NP. You were just following the lead set by others; I appreciate that
there _are_ people who think what you thought I thought, and they do
genuinely deserve a LARTing. Highlighting the assumption you thought I
made, and pointing out that it's broken, is potentially useful for the
peanut gallery since they may also have missed the same context you
missed.

Agreed.  Do you think it would be that bad to not have a secondary at all? 
Or to have the secondary give a 4xx result if the address can't be 
verified? 

Those two are basically the same thing, at least in the case that the
address is verified by callouts. It's not the end of the world to have
no secondary, certainly. However, I find it extremely useful to be able
to collect pending mail into one place and flush it with ETRN, rather
than telling the users "Oh, that urgent mail you're waiting for will
probably get resent by the end of the day". It's a quality-of-service
issue.

I also consider it quite impolite when subscribers to my mailing lists
have frequent outages and no MX backup, because their mail ends up
sitting on my queue for long periods of time. I have been known to kick
people off the lists for no better reason than they have no MX backup
and their primary has been down for a while.

 How long does it take to receive the queued mail after the 
primary comes back up? 

I have no way of knowing the answer to this, because it could be queued
anywhere. I know the answer is less optimal then "when I flush the
queue", certainly :)

 All are things to consider when weighing whether to 
have a secondary.

Indeed. I prefer to have a secondary. But if I couldn't set it up in
such a way that accept-then-bounce is _extremely_ rare, I'd do without. 

I'm satisfied with 'extremely rare' rather than 'impossible' in the
above sentence. Wayne's opinion seems to differ; that's his right.

But yeah, accepting then dropping is bad.

I'd certainly never opt for accept-then-drop. That would just be broken,
IMHBCO. Wayne and I appear to differ on that preference too.

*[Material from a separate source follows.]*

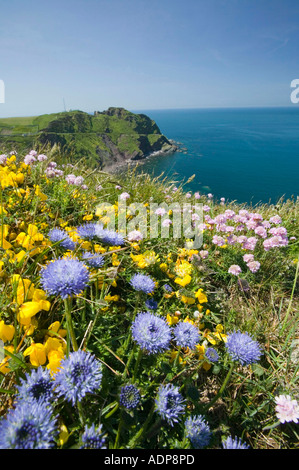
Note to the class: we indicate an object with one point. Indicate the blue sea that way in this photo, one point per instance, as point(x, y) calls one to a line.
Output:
point(249, 155)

Some of the worst offenders were sending us 1000 bounces a day... so by 
going to 454 we will be increasing that to 1000 every 15 min for the first 
day, and up to 5000 per 15 min the fifth day.  That ought to get someone's 
attention.  

That's just scary. Personally, I'd be reporting these to the abuse
contact at their network provider. They are contributing to a DDoS and
should be treated as such.

Hmmm, thinking of sender verification -- some people do callouts but
reject the incoming mail only if they receive a _permanent_ error when
pretending to deliver a bounce. They'd actually be accepting mail
claiming to be from *(_at_)altavista(_dot_)com now you switched to 4xx from 5xx.